Wednesday, 2 February 2011

The Green Grid – new management and shifting direction

Green Grid The Green Grid is a group of IT companies and professionals looking to improve energy efficiency in data centres. The organisation’s aim is to bring together efforts to standardise on a set of metrics, processes and technologies – the widely used Power Usage Effectiveness (PUE) measure for data centres comes from The Green Grid. The nearly 200 members include most major IT companies.

The organisation made a couple of significant announcements last week. Executive Director Larry Vertal, one of the founders, has stepped down. He will be replaced by Mark Monroe, also a founding director and with 30 years of experience in the IT industry including direct experience in data centre design and operations. Mark worked for Sun Microsystems for 16 years, with responsibility for internal, customer, and industry thought leadership on sustainability and energy efficiency topics.

The organisation also announced that it is expanding its focus to ‘address the sustainability and resource efficiency of information technology’. The broader sustainability focus will be a main topic of discussion at The Green Grid’s forthcoming Technical Forum and Members Meeting on March 1-2 in Santa Clara, CA. The event’s theme, “Get Connected: Efficient IT for Business Advantage,” aims to emphasise the importance of data centres as key business differentiators. Sessions are aimed at explaining how tools from The Green Grid can help chart a path to more energy efficient, sustainable, and cost-effective data centre facilities.


The change in direction is not unexpected, in fact I’m not sure if there’s anything new here, given that the organisation has already announced new metrics such as the Carbon Usage Effectiveness (CUE) and Water Usage Effectiveness (WUE). Maybe there will be more details at the March meeting.
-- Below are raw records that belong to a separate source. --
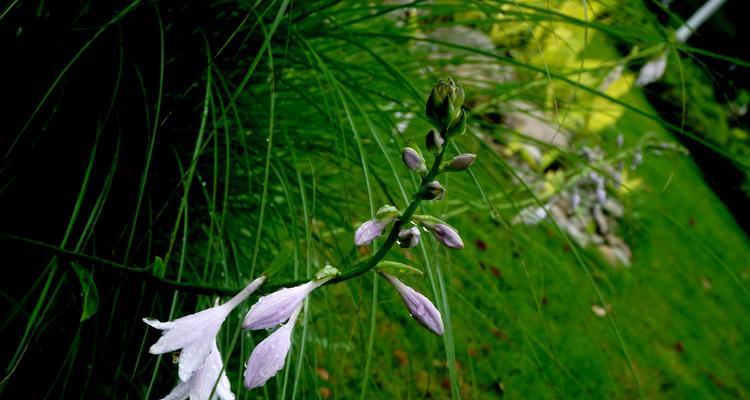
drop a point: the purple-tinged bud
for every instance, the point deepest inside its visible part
(269, 356)
(457, 126)
(448, 236)
(413, 160)
(443, 232)
(432, 191)
(420, 307)
(369, 230)
(434, 141)
(409, 237)
(460, 162)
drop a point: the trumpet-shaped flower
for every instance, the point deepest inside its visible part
(268, 358)
(196, 333)
(413, 160)
(201, 384)
(420, 307)
(277, 307)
Certainly, considering broader sustainability issues around data centres must be a good thing – it’s an essential part of enterprise-wide sustainability. My reservation, which I’ve expressed a number of times in the past, is the potential overlap with other green ICT organisations. The Green Grid has carved itself a leading position in data centre energy efficiency. The danger is that the broader scope will create overlaps with other organisations, such as the Climate Savers Computing Initiative (CSCI), Global e-Sustainability Initiative (GeSI) or even the Open Data Centre Alliance, which I mentioned yesterday.

Too many cooks can muddy the waters and dilute the message (if you see what I mean!).